Exome libraries were generated at 40–50 × coverage using Nextera Rapid Capture Exome kit (Illumina Inc. USA) following the manufacturer’s protocol (Supplementary Fig. S1). A total of 50 ng of purified genomic DNA was simultaneously fragmented and tagged enzymatically. The purified fragments were ligated to adapters specific for the Illumina platform using a 10-cycle polymerase chain reaction (PCR). Libraries were denatured into single-stranded DNA and biotin labeled probes specific to the targeted region were used for the rapid capture hybridization. The pool was enriched for the targeted regions by using streptavidin beads. The enriched DNA fragments were hybridized for a second rapid capture. The captured libraries were amplified by polymerase chain reaction and quantified using a high sensitivity kit on a qubit fluorometer (Thermofisher Scientific, Massachusetts, United States). The quality of the prepared libraries was tested using Bioanalyzer (Agilent, California, United States). Enriched libraries were clustered using TruSeq Paired Cluster Kit V3 (Illumina Inc. USA) and paired end sequencing was carried out in HiSeq 2500 using Illumina’s Sequence by Synthesis technology as 100 paired end read.
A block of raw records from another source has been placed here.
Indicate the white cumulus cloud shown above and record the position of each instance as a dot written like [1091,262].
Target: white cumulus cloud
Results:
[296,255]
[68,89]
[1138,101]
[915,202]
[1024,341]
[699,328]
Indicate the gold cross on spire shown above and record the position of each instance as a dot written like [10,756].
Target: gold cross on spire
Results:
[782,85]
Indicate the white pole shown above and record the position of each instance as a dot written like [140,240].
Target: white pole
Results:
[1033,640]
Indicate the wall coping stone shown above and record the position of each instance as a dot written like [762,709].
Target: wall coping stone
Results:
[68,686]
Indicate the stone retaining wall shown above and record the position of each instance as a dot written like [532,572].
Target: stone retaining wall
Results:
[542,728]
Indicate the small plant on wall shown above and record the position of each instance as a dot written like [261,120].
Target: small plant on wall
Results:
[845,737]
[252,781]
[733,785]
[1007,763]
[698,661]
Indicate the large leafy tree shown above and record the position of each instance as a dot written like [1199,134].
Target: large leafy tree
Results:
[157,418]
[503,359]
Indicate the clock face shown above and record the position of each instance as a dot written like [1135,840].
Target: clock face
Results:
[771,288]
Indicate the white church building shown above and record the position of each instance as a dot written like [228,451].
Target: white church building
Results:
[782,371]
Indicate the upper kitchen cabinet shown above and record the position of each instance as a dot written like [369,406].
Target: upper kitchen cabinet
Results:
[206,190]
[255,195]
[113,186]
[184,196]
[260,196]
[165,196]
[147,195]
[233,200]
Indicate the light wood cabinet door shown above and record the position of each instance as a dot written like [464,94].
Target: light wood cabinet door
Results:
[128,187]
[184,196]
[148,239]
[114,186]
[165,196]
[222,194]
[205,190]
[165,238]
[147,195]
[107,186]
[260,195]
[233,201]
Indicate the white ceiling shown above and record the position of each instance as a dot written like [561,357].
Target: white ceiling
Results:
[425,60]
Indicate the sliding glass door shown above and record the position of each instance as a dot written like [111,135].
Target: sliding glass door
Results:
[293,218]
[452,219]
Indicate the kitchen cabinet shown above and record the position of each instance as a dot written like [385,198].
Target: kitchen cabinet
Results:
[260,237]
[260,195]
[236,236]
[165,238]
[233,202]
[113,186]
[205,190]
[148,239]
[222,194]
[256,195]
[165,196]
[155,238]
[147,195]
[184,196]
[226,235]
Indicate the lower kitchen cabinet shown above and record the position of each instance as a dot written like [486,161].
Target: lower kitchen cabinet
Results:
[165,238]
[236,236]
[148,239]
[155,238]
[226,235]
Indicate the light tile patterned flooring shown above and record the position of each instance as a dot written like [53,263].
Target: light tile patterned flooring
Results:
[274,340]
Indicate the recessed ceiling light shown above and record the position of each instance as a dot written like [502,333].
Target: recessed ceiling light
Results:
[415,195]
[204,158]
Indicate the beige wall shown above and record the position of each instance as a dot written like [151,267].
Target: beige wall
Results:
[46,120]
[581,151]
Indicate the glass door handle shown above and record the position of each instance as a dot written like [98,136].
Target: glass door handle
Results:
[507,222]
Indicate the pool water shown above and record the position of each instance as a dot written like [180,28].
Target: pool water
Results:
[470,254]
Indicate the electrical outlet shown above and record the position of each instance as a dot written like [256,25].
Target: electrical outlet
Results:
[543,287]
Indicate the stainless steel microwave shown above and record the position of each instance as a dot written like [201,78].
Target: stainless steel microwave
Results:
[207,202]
Pedigrees of the sequenced individuals are given in Supplementary Fig. S2.

Raw sequencing data in a BCL format was converted to Fastq data using bcl2fastq v.2.20. Quality control of Fastq files was performed using FastQC (v0.11.9). Sequence reads were aligned to the reference human genome build hg19 using BWA v.0.7.17. Marking the read pairs that are likely to have originated from duplicates of the same original DNA fragments and recalibrating base quality scores were performed on the initial BAM file. Variants were called from the processed alignment files adopting GATK’s best practice guidelines and using standard hard filtering parameters for variant discovery. GATK v.3.7 HaplotypeCaller was executed for each sample to generate an intermediate genomic variant call file (gVCF). Joint variant calling was performed on all samples using the GenotypeGVCFs tool.

Linkage analysis of the T1D pedigrees

Prior to performing the linkage analysis, we filtered the merged VCF files for only biallelic single nucleotide polymorphisms (SNPs), and we removed low-quality SNPs using a series of filters such as percentage genotyped (> 10%), missingness per individual (> 10%), variants departing from Hardy–Weinberg Equilibrium (HWE) (> 1e-06), and Mendelian errors (families with > 10% errors and SNPs with more than 10% errors) using PLINK1.9. Variations that passed through quality control checks, including tests for Hardy–Weinberg Equilibrium and Mendelian errors were used for subsequent analyses. Analysis was restricted to variants with a minor allele frequency of ≥ 1% and a call rate of ≥ 90%. Pedigrees were built based on individuals’ pairwise genetic distances in the SNP data. KINGS software was used to test pairwise genetic relatedness between the families35. We retained 18 families in the final analysis based on the criteria that there was no genetic relatedness between any 2 families. Further, we converted the VCF files to the PED format and set centimorgan positions for all variants in every autosome using recombination map files of GRCh37 build using PLINK 1.9.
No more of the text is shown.